An internationally acclaimed research institution and training hospital linked to UCT, Groote Schuur is also one of Cape Town’s largest public health facilities and experiences a range of organisation and resource challenges which affect the quality of care of its patients.
The Groote Schuur Innovation Programme is the first of its kind to support public sector health workers to become the innovators themselves. The programme will focus on building innovation capacity in the hospital and creating a network of frontline innovation leaders and linking these with policy makers in the Western Cape Department of Health.
“The challenges faced in health care in South Africa are all opportunities to transform the system, creating a more people-centred health care system for staff and patients alike,” says Dr Lindi van Niekerk, one of the organisers of the initiative.
The Innovation Initiative at Groote Schuur Hospital is a partnership between GSH, the Western Cape Department of Health, and Inclusive Healthcare Innovation (iHI) – which was co-founded by the University of Cape Town Graduate School of Business (GSB), the Bertha Centre for Social Innovation & Entrepreneurship and the UCT Faculty of Health Science.
The Initiative is supported by the GSH Hospital Facilities Board, and the launch was attended by partners to the programme, JJ van Dongen (CEO Philips Africa), Roelf Mulder (XYZ Design) and Etienne Dryer (Pricewaterhouse Coopers).
Dr Bhavna Patel, CEO of Groote Schuur Hospital says that this is the first time an African healthcare institution is pursuing such an initiative and demonstrates its relevance with regard to addressing social needs in South Africa. “We are proud to be leading the way, to become a beacon for healthcare innovation in Africa,” she says.
Van Niekerk says health workers working on the front lines of healthcare delivery often experience a different reality to the one presented on paper in policy documents and presentations.
“Weekly, we present patients with life limiting sentences, even to those of a young age, due to a lack of resources available to treat them with. These constant pressures often make us question why we entered this profession and it becomes easy to slip down a spiral of hopelessness.”
She adds: “We at the GSB UCT Bertha Centre for Social Innovation & Entrepreneurship, and together with our partners at the UCT Faculty of Health Sciences, believe that now is the time for change. To ensure a better future for our patients and the next generation of health workers, it is our responsibility to contribute to, not merely improving the system through small tweaks, but to radically transform the system.”
“The GSH Innovation Programme will tap into the creative and intellectual capital of frontline healthcare workers and provide them with the opportunity to turn their good ideas into reality to solve some the hospital’s biggest challenges,” says Van Niekerk.
Research by the UCT GSB Bertha Centre, in partnership with the Innovation Unit (London), has identified eight key challenges that are hindering care delivery at GSH from a staff perspective: using waiting times more effectively; patient records and notes; working better with community services; boosting volunteer resources; more efficient entry and exit of patients; tracking and communicating; improving care for specific patient groups.

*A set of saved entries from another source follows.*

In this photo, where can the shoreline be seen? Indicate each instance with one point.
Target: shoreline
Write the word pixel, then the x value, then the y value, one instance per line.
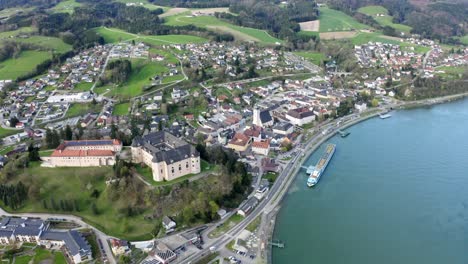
pixel 315 144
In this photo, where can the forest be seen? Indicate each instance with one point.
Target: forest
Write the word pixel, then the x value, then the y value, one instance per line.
pixel 440 21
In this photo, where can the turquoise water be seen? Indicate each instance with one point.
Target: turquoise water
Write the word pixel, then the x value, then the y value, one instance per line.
pixel 396 191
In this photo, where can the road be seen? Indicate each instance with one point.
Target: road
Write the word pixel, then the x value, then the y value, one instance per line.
pixel 99 234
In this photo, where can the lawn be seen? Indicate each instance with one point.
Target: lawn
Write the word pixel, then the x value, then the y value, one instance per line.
pixel 49 43
pixel 121 109
pixel 142 71
pixel 25 63
pixel 13 33
pixel 67 6
pixel 213 23
pixel 78 184
pixel 145 4
pixel 83 87
pixel 23 259
pixel 228 224
pixel 385 20
pixel 8 132
pixel 314 57
pixel 82 109
pixel 334 20
pixel 113 35
pixel 464 39
pixel 363 38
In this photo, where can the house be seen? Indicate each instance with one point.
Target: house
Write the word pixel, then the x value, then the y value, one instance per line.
pixel 239 142
pixel 283 128
pixel 248 206
pixel 84 153
pixel 360 107
pixel 262 118
pixel 300 116
pixel 119 247
pixel 75 245
pixel 168 223
pixel 261 147
pixel 269 165
pixel 168 156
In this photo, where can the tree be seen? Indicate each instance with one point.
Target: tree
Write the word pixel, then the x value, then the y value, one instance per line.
pixel 156 229
pixel 13 121
pixel 68 133
pixel 33 153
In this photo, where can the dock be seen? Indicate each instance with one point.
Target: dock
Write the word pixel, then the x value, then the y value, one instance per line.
pixel 276 243
pixel 343 133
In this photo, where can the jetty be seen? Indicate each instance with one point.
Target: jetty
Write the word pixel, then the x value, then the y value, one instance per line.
pixel 276 243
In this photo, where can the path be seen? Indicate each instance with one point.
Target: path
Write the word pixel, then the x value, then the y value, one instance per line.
pixel 99 234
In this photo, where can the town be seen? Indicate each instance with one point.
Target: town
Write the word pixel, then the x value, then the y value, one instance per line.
pixel 265 110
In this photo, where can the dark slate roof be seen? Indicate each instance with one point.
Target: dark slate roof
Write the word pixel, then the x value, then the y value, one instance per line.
pixel 283 126
pixel 74 241
pixel 265 116
pixel 165 147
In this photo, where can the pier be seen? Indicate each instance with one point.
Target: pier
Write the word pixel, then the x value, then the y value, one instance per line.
pixel 343 133
pixel 276 243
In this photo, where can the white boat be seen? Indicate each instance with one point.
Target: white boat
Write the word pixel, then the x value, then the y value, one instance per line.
pixel 384 116
pixel 321 165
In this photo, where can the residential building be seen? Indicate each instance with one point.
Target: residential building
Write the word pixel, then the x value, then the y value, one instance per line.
pixel 168 223
pixel 119 247
pixel 248 206
pixel 84 153
pixel 239 142
pixel 283 128
pixel 360 107
pixel 76 246
pixel 261 147
pixel 262 118
pixel 300 116
pixel 168 156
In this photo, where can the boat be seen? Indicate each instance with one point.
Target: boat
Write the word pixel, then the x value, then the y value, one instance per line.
pixel 384 116
pixel 322 164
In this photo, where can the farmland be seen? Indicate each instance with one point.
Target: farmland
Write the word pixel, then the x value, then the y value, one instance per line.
pixel 380 14
pixel 142 71
pixel 215 24
pixel 121 109
pixel 25 63
pixel 333 20
pixel 66 6
pixel 112 35
pixel 314 57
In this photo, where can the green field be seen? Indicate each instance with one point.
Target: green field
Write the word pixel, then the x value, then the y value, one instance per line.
pixel 385 20
pixel 112 35
pixel 78 184
pixel 334 20
pixel 145 3
pixel 83 87
pixel 363 38
pixel 142 71
pixel 314 57
pixel 82 109
pixel 121 109
pixel 26 62
pixel 67 6
pixel 13 33
pixel 49 43
pixel 215 24
pixel 464 40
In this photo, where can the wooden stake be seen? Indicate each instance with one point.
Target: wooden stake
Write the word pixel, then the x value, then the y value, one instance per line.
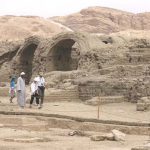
pixel 98 107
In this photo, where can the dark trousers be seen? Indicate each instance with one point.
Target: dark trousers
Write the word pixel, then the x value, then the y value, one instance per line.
pixel 41 90
pixel 34 96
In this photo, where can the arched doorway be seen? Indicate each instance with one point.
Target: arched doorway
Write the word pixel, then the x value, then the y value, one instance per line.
pixel 63 56
pixel 26 61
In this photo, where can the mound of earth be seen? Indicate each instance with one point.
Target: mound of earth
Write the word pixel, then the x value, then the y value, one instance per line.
pixel 105 20
pixel 14 28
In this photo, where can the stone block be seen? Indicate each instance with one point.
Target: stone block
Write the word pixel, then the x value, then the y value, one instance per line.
pixel 140 107
pixel 98 137
pixel 118 135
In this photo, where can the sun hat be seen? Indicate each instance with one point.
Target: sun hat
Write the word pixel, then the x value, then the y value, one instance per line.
pixel 22 73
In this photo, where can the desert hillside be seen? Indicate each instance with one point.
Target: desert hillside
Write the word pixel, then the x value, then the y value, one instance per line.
pixel 105 20
pixel 18 28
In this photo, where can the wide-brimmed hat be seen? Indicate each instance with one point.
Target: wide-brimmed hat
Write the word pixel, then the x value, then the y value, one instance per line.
pixel 36 79
pixel 41 73
pixel 22 73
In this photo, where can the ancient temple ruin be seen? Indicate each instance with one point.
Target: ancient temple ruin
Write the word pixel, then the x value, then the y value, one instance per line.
pixel 106 65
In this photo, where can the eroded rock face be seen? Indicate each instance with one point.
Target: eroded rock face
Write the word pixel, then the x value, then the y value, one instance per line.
pixel 104 20
pixel 99 65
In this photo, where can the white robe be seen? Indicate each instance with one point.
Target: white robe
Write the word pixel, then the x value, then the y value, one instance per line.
pixel 21 96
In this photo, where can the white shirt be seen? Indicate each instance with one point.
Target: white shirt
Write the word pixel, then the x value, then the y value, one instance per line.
pixel 34 87
pixel 41 81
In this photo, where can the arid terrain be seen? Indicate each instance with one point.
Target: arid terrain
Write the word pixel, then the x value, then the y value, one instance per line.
pixel 95 60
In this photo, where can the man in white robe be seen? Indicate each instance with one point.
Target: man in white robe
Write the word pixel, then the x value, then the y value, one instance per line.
pixel 21 91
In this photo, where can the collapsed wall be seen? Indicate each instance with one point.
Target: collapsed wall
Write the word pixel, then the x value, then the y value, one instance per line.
pixel 105 65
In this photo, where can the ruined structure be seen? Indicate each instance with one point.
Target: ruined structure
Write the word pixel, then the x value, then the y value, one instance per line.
pixel 105 65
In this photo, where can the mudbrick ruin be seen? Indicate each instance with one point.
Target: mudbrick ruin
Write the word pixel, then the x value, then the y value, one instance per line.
pixel 86 73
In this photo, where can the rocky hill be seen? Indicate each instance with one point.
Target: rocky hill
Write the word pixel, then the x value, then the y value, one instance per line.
pixel 17 28
pixel 105 20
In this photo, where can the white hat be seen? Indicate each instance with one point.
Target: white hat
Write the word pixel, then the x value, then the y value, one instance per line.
pixel 36 79
pixel 22 73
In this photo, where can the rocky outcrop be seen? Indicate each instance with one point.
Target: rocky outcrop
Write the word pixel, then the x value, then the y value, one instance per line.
pixel 104 20
pixel 18 28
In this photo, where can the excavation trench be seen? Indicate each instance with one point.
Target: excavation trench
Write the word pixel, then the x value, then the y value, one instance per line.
pixel 40 121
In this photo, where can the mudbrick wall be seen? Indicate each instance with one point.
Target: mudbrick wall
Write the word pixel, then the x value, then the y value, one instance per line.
pixel 106 65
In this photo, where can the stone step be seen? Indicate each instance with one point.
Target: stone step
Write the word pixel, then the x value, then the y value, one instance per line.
pixel 105 99
pixel 140 50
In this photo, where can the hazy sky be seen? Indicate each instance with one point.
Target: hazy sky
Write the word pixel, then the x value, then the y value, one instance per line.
pixel 48 8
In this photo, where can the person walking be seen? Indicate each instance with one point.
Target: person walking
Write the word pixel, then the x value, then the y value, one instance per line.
pixel 41 87
pixel 34 93
pixel 21 91
pixel 12 90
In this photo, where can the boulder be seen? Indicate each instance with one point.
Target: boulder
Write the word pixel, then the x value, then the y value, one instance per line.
pixel 118 136
pixel 98 137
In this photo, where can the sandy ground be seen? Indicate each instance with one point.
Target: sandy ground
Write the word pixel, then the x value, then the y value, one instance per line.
pixel 117 111
pixel 15 138
pixel 58 139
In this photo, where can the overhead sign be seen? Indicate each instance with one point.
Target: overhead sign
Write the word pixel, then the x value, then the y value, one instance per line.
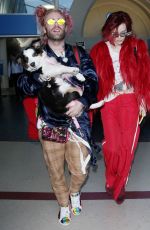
pixel 18 25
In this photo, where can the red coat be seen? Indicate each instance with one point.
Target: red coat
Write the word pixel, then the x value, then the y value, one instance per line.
pixel 134 67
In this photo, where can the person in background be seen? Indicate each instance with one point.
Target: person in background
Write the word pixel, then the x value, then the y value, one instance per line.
pixel 56 24
pixel 123 66
pixel 14 71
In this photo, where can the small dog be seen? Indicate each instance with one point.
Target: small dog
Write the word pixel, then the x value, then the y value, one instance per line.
pixel 58 90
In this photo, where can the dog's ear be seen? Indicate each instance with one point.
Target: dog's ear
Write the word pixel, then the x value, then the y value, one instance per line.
pixel 36 44
pixel 38 51
pixel 38 47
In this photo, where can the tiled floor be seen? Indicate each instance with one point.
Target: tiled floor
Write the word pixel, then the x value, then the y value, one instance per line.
pixel 25 201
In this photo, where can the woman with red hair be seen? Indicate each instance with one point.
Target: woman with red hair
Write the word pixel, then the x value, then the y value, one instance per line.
pixel 123 66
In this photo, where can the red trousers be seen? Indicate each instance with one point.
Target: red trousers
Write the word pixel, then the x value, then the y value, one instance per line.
pixel 121 132
pixel 30 106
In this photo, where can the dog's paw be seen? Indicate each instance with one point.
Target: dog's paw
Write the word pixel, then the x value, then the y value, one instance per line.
pixel 97 105
pixel 75 71
pixel 80 77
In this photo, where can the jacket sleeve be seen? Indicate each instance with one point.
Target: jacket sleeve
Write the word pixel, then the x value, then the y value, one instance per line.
pixel 91 82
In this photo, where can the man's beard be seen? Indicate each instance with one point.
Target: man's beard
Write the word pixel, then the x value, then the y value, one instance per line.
pixel 54 37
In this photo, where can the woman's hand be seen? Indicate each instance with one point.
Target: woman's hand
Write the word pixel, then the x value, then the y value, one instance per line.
pixel 75 108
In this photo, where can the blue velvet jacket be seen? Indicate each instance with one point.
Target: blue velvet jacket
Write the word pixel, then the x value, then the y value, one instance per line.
pixel 30 84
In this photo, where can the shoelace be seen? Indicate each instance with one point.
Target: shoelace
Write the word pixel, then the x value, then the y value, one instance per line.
pixel 75 200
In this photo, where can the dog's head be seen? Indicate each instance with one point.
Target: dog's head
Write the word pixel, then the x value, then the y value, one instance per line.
pixel 31 57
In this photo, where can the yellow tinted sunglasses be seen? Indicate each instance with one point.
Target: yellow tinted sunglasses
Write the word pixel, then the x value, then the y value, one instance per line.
pixel 60 21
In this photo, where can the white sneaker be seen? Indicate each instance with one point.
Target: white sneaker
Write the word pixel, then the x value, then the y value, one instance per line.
pixel 64 215
pixel 75 203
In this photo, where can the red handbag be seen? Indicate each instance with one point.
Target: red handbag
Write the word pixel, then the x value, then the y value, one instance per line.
pixel 56 134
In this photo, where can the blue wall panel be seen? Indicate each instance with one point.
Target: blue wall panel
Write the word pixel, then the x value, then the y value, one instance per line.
pixel 17 25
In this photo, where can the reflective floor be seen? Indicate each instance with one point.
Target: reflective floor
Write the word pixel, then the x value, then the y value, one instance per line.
pixel 26 198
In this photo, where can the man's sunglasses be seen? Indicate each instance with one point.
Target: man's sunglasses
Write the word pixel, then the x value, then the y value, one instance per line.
pixel 122 34
pixel 60 21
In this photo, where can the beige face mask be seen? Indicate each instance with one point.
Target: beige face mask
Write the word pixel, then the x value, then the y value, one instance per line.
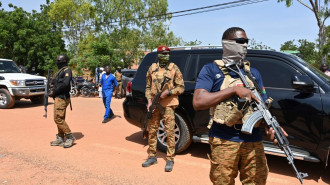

These challenges will be put forward to staff to be solved.
The programme will enable teams of Groote Schuur staff to work on a select number of projects focusing on these priority challenge areas. Staff will be facilitated from conceptual idea development through to a realisable prototype and onwards to a measurable implemented project. Support will be available as seed capital, expert technical support and mentorship will be available for nine months.
In October 2015, these staff innovators will have the opportunity to present their work to the Western Cape Department of Health.